The discussion regarding Step 1 and Step 2 CK as indicators of resident performance is a complicated one for two major reasons. First, it is important to recognize the potential possibility that not all medical residencies are equivalent. Therefore, to control for any potential differences concerning the field of study, the results of the systematic review were interpreted by initially stratifying the performance data by resident specialty in Table 1. Second, a case can be made that “resident performance” is an umbrella term that encompasses several different sub-categories including Board Certification, In-Training Examinations, ACGME core competency evaluations, Faculty and Program Director evaluations, and many others. Table 2 was constructed to appreciate the possibility that the USMLE Step exams may correlate to certain outcome measures and not others.

To begin the analysis, Steps 1 and 2 CK as performance indicators will be discussed for the first organizational strategy: Specialty. Steps 1 and 2 CK both demonstrated predictive value for resident performance outcomes in Anesthesiology, Infectious Disease and Neuroradiology fellowships, Otolaryngology-Head and Neck Surgery, and Psychiatry. Only Step 1 showed predictive value for resident performance outcomes in Dermatology, Neurological Surgery, and Pathology, while only Step 2 CK showed predictive value for resident performance outcomes in Obstetrics and Gynecology, Orthopedic Surgery, Radiology, and Urology. Both Step 1 and Step 2 CK showed mixed results for several specialties including Emergency Medicine, Family Medicine, Hematology and Medical Oncology Fellowship, Internal Medicine, Ophthalmology, Pediatrics, and Surgery. It is imperative to keep in perspective that these results are limited by the fact that relevant literature was lacking for many specialties. Some specialties had zero relevant articles, while certain others had one or two. More research should be conducted to assess the reproducibility of the results and strengthen the confidence in conclusions made for specialties lacking robust data.

To continue the analysis, Steps 1 and 2 CK as performance indicators will be discussed concerning the second organizational strategy: Outcome measure. An interpretation of Table 2 allows us to make generalized statements for both USMLEs. Importantly, an outcome measure was included in Table 2 only if three or more studies assessed it to increase confidence in the general conclusions that were made. Both Step 1 and Step 2 CK showed predictive value for Board Certification during residency across several different studies, with a few exceptions noted. Concerning In-Training Examinations, many articles demonstrated that Step 1 had predictive value, with a few exceptions noted. Step 2 CK also demonstrated strong predictive value, with only one exception noted. Using ACGME core competency milestone evaluations as the performance measure, Step 1 and Step 2 CK showed no predictive value, however notable exceptions to this generalization are shown in Table 2. Regarding Faculty and Program Director evaluations, Step 1 predictive value was mixed, while Step 2 CK showed predictive value in all relevant publications except one. It is important to consider the limitation that these conclusions from Table 2 are drawn across multiple studies assessing several diverse specialties and therefore may not account for any potential confounding variables associated with inherent differences between medical residencies.

The results of this study have merit and should be contemplated in the context of the decision to make Step 1 a pass/fail examination. On the one hand, Step 1 showed positive correlative value for certain outcome measures, particularly those related to standardized test-taking ability. On the other hand, Step 2 CK can largely provide much of the same information about resident performance, and perhaps even more so (i.e., predictive for Faculty/Program Director Evaluations). One downside of Step 2 CK remaining as a numeric score will be the inevitably increased pressure on medical students to perform well on this single examination.

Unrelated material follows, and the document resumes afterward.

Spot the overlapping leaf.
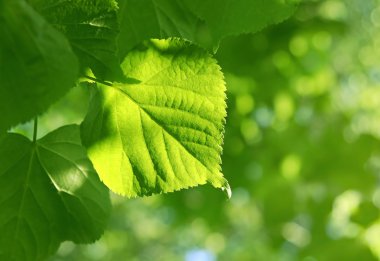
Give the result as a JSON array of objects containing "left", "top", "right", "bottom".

The results of this systematic review demonstrate that both Step 1 and Step 2 CK can be useful, at least in some respects, across a variety of resident specialties and performance measures. In other respects, their value is either not researched enough or not replicable across the publications analyzed here. It is the opinion of the authors that these examinations, while helpful in some cases, should only be used as tools in the holistic assessment of future performance in residency. “Performance” is quite complex in its definition, particularly concerning a medical resident, and therefore a wide variety of assessment methods should be considered.

Limitations

It is important to interpret these findings in the context of limitations. Importantly, some of the resident indicators analyzed may be inherently unreliable as measures of overall resident success. Low correlations and negative findings may be due to characteristics of the resident performance measures and not due to the predictive power of USMLE scores. Additionally, many of the studies cited used terminology such as “predictor”, “association”, or “indicator” to describe the relationship between USMLE scores and resident performance metrics. It is important to note that this use of ‘predictor’ or ‘indicator’ does not imply causation and is only a description of positive association.

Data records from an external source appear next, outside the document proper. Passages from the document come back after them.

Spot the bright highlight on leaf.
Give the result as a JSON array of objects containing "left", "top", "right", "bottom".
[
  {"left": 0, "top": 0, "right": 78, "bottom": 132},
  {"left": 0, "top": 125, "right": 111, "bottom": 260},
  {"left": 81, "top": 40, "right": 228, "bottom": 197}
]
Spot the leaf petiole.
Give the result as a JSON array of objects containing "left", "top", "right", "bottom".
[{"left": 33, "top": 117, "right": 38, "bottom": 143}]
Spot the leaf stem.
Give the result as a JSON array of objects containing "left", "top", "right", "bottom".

The findings from this study also should be understood to be of limited value in comprehending the true clinical proficiency of a given physician outside of the context of resident evaluation metrics. The term “performance” should not be misconstrued as referring to this wider authentic clinical ability which our study has not established as being linked to step 1 and 2 scores. Our findings should be most applicable to residency program directors and other organizers who would like a better understanding of the true association between step scores and resident performance metrics. That being said, there is a heterogeneity that must be acknowledged in residency program structure, quality, and educational emphasis that is reflected in the wide range of metrics that were relied upon in studies collected within this review.

Furthermore, it is critical to acknowledge that “objective measures” and “standardization” do not guarantee a lack of bias. Some standardization procedures may be inadvertently influenced by structural determinants that may disadvantage certain groups. Given this, it is essential for future research to explore these potential biases to ensure fairness and equitable evaluation.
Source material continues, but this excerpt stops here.